The approach Lutfy J. suggests for review of the Citizenship Judge's decision is to assess whether the judge has made reference to one or other of these classifications of jurisprudence, and if that is done, whether that is then applied correctly to the facts of the case. If so there is no basis for intervention of the Court.

[17]            I am satisfied that the Citizenship Judge in the case at bar opted for the test expressed by Thurlow J. in Re Papadogiorgakis. It is useful to reproduce here the words of Mr. Justice Thurlow at pages 213-215:

                               It seem as to me that the words "residence" and "resident" in paragraph 5(1)(b) of the new Citizenship Act are not as strictly limited to actual presence in Canada throughout the period as they were in the former statute but can include, as well, situations in which the person concerned has a place in Canada which is used by him during the period as a place of abode to a sufficient extent to demonstrate the reality of his residing there during the material period even though he is away from it part of the time. [...]

                               A person with an established home of his own in which he lives does not cease to be resident there when he leaves it for a temporary purpose whether on business or vacation or even to pursue a course of study. The fact of his family remaining there while he is away may lend support for the conclusion that he has not ceased to reside there. The conclusion may be reached, as well, even though the absence may be more or less lengthy. It is also enhanced if he returns there frequently when the opportunity to do so arises. It is, as Rand J. appears to me to be saying in the passage I have read, "chiefly a matter of the degree to which a person in mind and fact settles into or maintains or centralizes his ordinary mode of living with its accessories in social relations, interests and conveniences at or in the place in question".


[...]

                               He did so without closing out or breaking the continuity of his maintaining or centralizing his ordinary mode of living there. He took with him what he needed for the purpose of his stay in Massachusetts, but left the remainder of his belongings at the home where he had been living.

[18]            In the present proceeding, after carefully reviewing the evidence that was before the Citizenship Judge, and hearing counsel for the applicant, I am satisfied that the Citizenship Judge did not err in applying the facts of this case to the "Thurlow" test. The respondent, her husband, and child lived in their own home in Canada, she owned and operated a business in Canada although not profitably. The respondent may well have travelled extensively for business reasons and to visit her sick mother, the fact that her family stayed behind, while she was away, allows me to conclude that her absences were temporary and that she had every intention to return home to Canada. I am satisfied that the Citizenship Judge did not err in concluding that the respondent had centralized her mode of living in Canada.

[19]            In applying the standard of review specified in Lam and in considering all of the submissions advanced by counsel for the applicant, I have not been persuaded that the Citizenship Judge erred in law by failing to apply the proper legal principles of residency to the facts before him in the present case.

[20]            For these reasons the appeal will be dismissed.

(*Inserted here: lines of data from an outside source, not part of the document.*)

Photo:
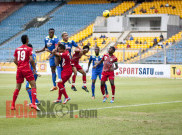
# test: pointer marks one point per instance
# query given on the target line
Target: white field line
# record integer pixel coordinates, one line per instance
(123, 106)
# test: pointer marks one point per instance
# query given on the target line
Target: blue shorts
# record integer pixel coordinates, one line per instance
(52, 62)
(27, 83)
(95, 74)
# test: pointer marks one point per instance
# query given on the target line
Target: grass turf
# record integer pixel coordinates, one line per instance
(160, 119)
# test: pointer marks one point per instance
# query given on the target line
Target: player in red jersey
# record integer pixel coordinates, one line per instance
(22, 57)
(76, 67)
(65, 73)
(108, 71)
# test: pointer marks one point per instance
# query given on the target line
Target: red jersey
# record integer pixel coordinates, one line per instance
(22, 55)
(76, 57)
(66, 61)
(108, 62)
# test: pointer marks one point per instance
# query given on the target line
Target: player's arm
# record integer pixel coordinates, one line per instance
(33, 64)
(98, 63)
(15, 61)
(38, 51)
(116, 66)
(90, 61)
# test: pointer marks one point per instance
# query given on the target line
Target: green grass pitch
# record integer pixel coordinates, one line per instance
(132, 112)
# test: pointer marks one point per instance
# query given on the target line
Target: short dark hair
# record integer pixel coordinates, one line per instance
(51, 29)
(86, 47)
(24, 39)
(113, 48)
(30, 45)
(61, 46)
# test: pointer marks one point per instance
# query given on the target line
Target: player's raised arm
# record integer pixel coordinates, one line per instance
(90, 60)
(98, 63)
(38, 51)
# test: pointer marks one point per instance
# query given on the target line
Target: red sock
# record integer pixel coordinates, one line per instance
(73, 80)
(113, 90)
(15, 95)
(64, 93)
(34, 95)
(84, 78)
(103, 89)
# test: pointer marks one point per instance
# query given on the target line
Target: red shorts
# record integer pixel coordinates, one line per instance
(107, 74)
(65, 75)
(78, 67)
(24, 73)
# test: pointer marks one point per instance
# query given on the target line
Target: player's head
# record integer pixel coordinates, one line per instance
(51, 32)
(97, 50)
(30, 45)
(64, 36)
(86, 48)
(111, 50)
(61, 48)
(24, 39)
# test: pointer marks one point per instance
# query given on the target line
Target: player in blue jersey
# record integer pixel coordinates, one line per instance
(69, 44)
(96, 71)
(51, 42)
(28, 87)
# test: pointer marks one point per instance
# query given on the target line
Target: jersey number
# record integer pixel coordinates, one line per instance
(21, 55)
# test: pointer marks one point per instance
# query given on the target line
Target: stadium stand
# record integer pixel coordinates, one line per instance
(160, 7)
(122, 8)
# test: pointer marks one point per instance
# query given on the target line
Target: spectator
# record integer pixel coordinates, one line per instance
(173, 41)
(104, 41)
(156, 11)
(144, 11)
(131, 37)
(152, 7)
(161, 37)
(128, 45)
(173, 7)
(101, 36)
(136, 42)
(167, 5)
(155, 40)
(88, 43)
(145, 42)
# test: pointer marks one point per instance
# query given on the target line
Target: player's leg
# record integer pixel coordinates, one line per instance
(74, 78)
(113, 89)
(58, 67)
(107, 94)
(84, 78)
(15, 95)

                                                                       ORDER

THIS COURT ORDERS that:

1.         The appeal by the Minister of Citizenship and Immigration to have the decision of the Citizenship Judge Roberti dated July 20, 1999 set aside is dismissed.

                                                                                                                        "Edmond P. Blanchard"                     

                                                                                                                                                   Judge                     



[1]            Tribunal Record at page 111.